Effective management of spinal injuries requires a multidisciplinary approach to address the complex physical, emotional, and rehabilitation needs of patients.
One key aspect of spinal injury research is the optimization of research protocols and enhancing reproducibility.
Tools like the Infinite Horizon Impactor, Infinite Horizons Impactor, and the FBS (Flexible Behavioral Score) system can be used to standardize and improve the consistency of experimental models.
The IH-0400 Impactor, in particular, is a widely used device for studying spinal cord injuries in animal models.
Additionally, the use of statistical software like SAS 9.4 and STATA/1C 14.0 can help researchers analyze their data more effectively and enhance the reliability of their findings.
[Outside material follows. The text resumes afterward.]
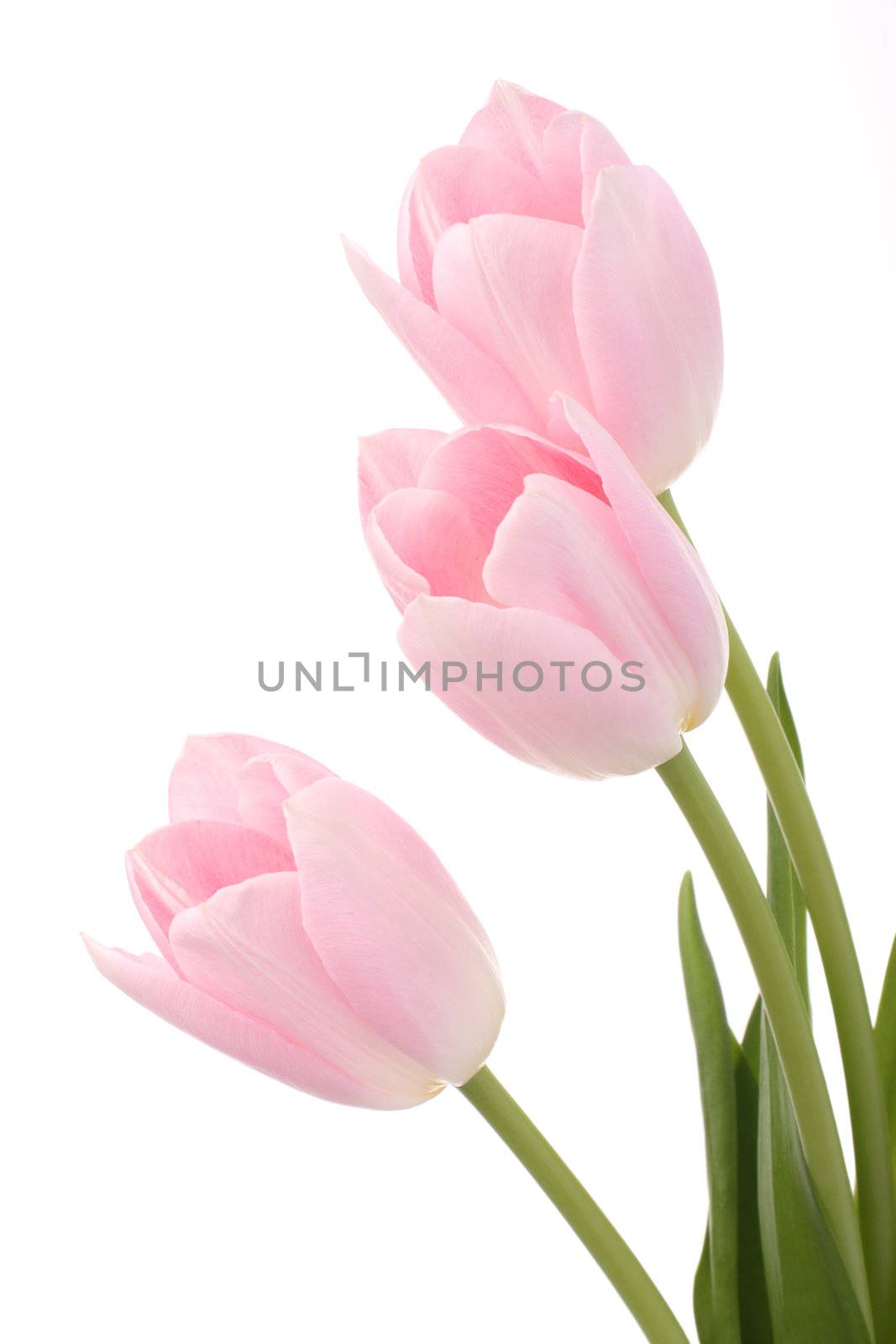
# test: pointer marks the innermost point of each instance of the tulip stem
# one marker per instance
(875, 1186)
(783, 1003)
(569, 1195)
Biomaterials like Gelfoam and pharmacological interventions such as Naxcel may also play a role in the management and treatment of spinal injuries.
The Infinite Horizon Spinal Cord Impactor and the IX81 microscope are other tools that can be utilized in spinal injury research to study the underlying pathophysiology and evaluate the efficacy of potential therapies.
By incorporating these resources and optimizing research protocols, scientists can advance the understanding and treatment of these debilitating conditions, ultimately improving the quality of life for individuals affected by spinal injuries.